Cet été deux de mes enfants ont dévoré la série de la quête d’Ewilan (bd), scénario de Lylian adapté du roman de Pierre Bottero. Quant à moi, c’est l’espèce fabulatrice de Nancy Huston.
Ce qui a marqué l’été de mon fils, c’est la série Charles le dragon d’Alex Cousseau et Philippe-Henri Turin. Texte poétique, illustrations somptueuses
Merci beaucoup et à bientôt
Bonsoir!
C’est avec grand plaisir que je vais tenter ma chance!
Mon été fut marqué par une jolie découverte les deux premiers tomes d’alexiane de Lys “les ailes d’émeraude” ! j’ai adoré et je recommande! Aussi non ma fille elle a adoré le club des cinq!
je suis fan fb sous le nom : olivia philippe
merci et croisons les doigts!
Bonsoir
Euhhhhhhhhh … Comment dire ???!!! “Chica Vampiro”, la série !!! Si si !! Succès garanti ici pour ma Louloute de 10 ans 1/2 !!!!!! Mais comme elle lit peu, j’en suis tout de même ravie !!!!
Merci …
Bonjour merci pour ce joli concours,
le livre de l’été de mon fils à été le bon gros géant de roald dahl
(il a adoré le film)
Passe une bonne journée
Bonjour et merci pour vos articles !
Mon coup de coeur de l’été : “On déménage !” aux éditions Little Urban, par Alice Brière-Haquet et Barroux !
Bonne journée
Sur la plage, cet été : “1 rue des petits pas” de Nathalie Hug. Pour les enfants, des BD de Lucky Luck laissées à disposition des locataires !!!

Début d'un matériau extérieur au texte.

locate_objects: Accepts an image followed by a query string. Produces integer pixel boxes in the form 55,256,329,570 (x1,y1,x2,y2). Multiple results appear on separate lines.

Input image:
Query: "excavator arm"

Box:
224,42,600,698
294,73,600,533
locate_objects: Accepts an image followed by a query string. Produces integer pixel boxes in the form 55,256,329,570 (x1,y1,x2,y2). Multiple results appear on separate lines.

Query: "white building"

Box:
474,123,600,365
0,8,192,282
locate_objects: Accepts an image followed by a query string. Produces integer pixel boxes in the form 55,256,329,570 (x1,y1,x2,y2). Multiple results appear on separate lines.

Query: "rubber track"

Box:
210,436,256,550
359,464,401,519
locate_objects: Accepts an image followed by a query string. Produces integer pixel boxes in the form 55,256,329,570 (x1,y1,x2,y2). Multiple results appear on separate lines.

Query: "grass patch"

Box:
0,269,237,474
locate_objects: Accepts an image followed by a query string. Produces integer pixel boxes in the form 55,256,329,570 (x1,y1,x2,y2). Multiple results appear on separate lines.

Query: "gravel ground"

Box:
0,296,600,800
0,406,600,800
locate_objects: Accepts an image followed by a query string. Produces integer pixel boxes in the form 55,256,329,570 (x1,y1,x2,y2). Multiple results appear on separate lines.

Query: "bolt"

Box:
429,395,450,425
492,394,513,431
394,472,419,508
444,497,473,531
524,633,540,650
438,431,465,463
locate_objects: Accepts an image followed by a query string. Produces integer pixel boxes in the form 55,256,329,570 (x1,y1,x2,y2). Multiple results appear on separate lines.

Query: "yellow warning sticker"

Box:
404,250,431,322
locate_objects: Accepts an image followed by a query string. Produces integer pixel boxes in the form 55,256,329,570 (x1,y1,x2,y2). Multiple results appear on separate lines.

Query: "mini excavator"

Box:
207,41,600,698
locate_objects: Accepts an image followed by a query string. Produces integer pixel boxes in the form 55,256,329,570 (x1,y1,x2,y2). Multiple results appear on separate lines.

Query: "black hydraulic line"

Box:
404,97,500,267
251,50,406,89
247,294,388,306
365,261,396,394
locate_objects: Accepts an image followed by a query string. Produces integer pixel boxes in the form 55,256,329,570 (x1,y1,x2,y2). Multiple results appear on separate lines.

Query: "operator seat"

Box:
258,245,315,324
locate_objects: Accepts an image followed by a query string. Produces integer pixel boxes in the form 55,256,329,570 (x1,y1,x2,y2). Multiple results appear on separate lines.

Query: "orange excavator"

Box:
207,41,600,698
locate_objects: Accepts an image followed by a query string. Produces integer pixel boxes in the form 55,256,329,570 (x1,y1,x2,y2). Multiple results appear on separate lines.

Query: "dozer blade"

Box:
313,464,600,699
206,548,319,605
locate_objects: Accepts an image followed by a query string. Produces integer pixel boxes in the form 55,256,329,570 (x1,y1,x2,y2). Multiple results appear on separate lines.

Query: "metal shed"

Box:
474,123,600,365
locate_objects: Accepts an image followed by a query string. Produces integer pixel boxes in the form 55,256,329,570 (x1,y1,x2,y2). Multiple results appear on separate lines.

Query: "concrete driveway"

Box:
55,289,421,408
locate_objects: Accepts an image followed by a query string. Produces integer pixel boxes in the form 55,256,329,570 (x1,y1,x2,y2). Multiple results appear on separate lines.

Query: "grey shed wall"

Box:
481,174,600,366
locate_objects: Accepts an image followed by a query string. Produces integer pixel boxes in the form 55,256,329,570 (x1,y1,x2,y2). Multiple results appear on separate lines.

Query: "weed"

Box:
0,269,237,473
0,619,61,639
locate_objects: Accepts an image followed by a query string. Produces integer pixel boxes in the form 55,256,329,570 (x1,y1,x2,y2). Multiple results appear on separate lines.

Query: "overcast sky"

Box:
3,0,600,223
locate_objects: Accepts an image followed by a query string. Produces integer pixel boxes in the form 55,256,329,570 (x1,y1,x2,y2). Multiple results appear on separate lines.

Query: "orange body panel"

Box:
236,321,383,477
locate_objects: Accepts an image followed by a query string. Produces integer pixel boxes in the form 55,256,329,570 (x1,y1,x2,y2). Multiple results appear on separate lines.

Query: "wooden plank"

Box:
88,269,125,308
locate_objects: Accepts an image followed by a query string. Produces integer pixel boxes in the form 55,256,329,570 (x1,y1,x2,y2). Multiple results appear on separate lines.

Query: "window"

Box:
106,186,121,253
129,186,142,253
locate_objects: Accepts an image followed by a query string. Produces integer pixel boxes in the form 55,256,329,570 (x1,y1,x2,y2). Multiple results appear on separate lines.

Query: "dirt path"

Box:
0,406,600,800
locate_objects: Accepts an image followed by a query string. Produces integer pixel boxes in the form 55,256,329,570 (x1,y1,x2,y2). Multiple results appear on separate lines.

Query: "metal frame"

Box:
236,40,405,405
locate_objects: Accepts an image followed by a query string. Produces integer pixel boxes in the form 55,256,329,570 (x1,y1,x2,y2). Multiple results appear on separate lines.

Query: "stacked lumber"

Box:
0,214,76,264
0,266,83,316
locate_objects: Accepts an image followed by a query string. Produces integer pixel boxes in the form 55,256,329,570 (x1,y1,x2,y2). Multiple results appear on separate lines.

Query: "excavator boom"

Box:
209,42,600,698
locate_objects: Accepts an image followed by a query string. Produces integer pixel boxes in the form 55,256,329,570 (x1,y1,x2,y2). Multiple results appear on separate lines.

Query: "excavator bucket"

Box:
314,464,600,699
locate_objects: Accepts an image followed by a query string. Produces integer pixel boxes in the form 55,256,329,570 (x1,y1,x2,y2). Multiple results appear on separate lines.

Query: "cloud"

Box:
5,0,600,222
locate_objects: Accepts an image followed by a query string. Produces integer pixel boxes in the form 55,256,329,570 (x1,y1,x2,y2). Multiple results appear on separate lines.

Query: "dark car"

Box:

Merci pour ce concours et bonne rentrée à vous !
Bonjour La Mare aux mots!
belle rentrée à vous!
Notre été de lectrices (mes filles de 13 et 10 ans, et moi) a été marqué par 2 gros coups de coeur communs : Jan de Claudine Desmarteaux et Les jours sucrés de Loïc Clément et Anne Montel.
Je suis une grande fan de X’, et je n’ai pas encore lu Les fragiles. merci pour le concours!